The Knowledge Created

This message generates critical knowledge: the kv_b_proj reassembly produces the expected shape of [28672, 512]. This negative result — the shape is correct — is valuable because it eliminates one hypothesis and forces the investigation to look elsewhere. In the messages that follow, the assistant will verify the GGUF dequantization kernel's correctness on SM120, confirm the weight name mapping works in the HF-to-GGUF direction, and eventually discover that the real issue involves how tensor parallelism interacts with the force-dequantized weights.

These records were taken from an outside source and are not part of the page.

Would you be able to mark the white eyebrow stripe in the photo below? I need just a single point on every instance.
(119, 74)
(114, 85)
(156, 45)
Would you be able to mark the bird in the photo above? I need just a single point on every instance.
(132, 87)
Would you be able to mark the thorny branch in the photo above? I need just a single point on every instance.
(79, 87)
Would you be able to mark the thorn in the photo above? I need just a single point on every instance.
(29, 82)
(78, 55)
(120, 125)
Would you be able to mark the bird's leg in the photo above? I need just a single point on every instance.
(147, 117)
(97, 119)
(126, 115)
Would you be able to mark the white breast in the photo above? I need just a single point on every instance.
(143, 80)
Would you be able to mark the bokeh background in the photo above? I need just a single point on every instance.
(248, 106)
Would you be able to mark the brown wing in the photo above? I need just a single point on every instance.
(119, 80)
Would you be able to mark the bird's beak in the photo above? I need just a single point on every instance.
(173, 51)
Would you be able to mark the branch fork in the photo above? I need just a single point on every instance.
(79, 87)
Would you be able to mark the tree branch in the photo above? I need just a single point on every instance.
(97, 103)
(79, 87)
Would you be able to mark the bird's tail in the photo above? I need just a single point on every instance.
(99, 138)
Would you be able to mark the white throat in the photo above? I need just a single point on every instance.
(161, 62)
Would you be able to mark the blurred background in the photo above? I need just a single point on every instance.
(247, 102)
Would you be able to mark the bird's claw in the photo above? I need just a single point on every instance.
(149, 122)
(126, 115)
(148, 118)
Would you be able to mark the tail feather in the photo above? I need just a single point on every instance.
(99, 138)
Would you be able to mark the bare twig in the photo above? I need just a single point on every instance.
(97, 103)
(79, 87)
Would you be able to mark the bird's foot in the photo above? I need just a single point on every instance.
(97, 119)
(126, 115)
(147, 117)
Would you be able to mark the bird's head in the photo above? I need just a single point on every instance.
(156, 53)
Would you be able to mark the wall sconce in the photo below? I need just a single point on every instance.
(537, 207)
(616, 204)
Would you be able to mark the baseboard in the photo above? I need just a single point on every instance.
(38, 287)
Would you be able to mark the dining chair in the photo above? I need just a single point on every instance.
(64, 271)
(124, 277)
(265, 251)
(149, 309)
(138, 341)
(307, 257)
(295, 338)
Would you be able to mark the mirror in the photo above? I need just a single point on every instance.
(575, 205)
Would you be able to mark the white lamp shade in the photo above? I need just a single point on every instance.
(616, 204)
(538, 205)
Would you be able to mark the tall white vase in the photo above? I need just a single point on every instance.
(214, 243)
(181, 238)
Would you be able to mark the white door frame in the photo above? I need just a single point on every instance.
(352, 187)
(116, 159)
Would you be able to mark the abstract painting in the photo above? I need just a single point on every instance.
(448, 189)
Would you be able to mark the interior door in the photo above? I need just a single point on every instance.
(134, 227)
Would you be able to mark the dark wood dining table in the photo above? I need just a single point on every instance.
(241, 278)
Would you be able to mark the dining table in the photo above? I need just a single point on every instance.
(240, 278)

The message also establishes a baseline for the investigation. The assistant now knows that the model loads without errors, that the server serves requests, that the KV cache is allocated (32.1 GiB available per GPU), and that the output is consistently garbage across both chat and raw completion endpoints. These constraints will guide the search: the problem is not in the serving infrastructure, not in the tokenizer, and not in the chat template. It is in the weights themselves or in the computation that uses them.

Conclusion

Message <msg id=1893> is a pivotal moment in a long and difficult debugging session. It marks the transition from deployment to diagnosis, from "does it load?" to "does it work?" The assistant's disciplined approach — eliminate the obvious, form a hypothesis, gather data, iterate — is on full display. The assumption that kv_b_proj reassembly is the culprit will prove incorrect, but the process of testing that assumption moves the investigation forward. In debugging, as in science, a well-formed hypothesis that survives testing narrows the search space. A well-formed hypothesis that fails testing is equally valuable — it eliminates a dimension of the problem and forces the investigator to look in new directions. This message captures that moment of elimination, and with it, the beginning of the long road to the true root cause.